Ferida aberta, pequena para albergar a infecção do teu remorso. Lugar onde cresce mais e mais a tua angústia, agora que fotocopias a tua velhice no espelho de cada manhã.
Não. Não me peças para te falar das netas que não tens e nas quais insistes em encontrar a menina que tantas vezes espreitaste, ao longe, e que nunca tiveste a coragem de reclamar. Só para ti. Só tua. A menina que não consolaste no dia em que ficou órfã da mãe que nunca teve. A menina que não protegeste da maldade do mundo. A menina que não ensinaste a ser mulher.

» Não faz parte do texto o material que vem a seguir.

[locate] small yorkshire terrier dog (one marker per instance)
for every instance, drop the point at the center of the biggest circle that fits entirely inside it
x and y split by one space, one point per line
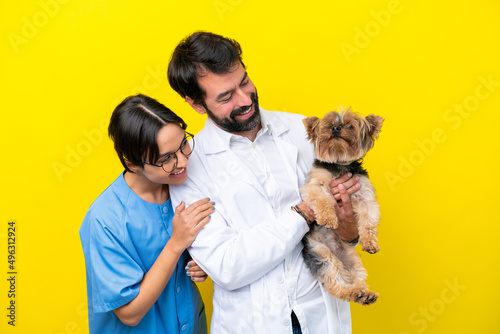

Estás fechada a cadeado na cave mais minúscula do meu coração. Parte de mim que eu não conheço e que todos os dias enterro mais fundo num ritual de esquecimento. Parte de mim que eu nunca tive, guardado na parte de ti que tu nunca terás.
Viajámos a vida em carruagens diferentes. Onde tu sais eu entrei, onde tu entraste eu saio. Cruzamo-nos sempre sem nunca nos encontrarmos, bilhete só de ida na mão. Olho para ti sem te ver. Tu vês-me sem me olhar. Faces diferentes da cegueira de almas gémeas condenadas por insolvência.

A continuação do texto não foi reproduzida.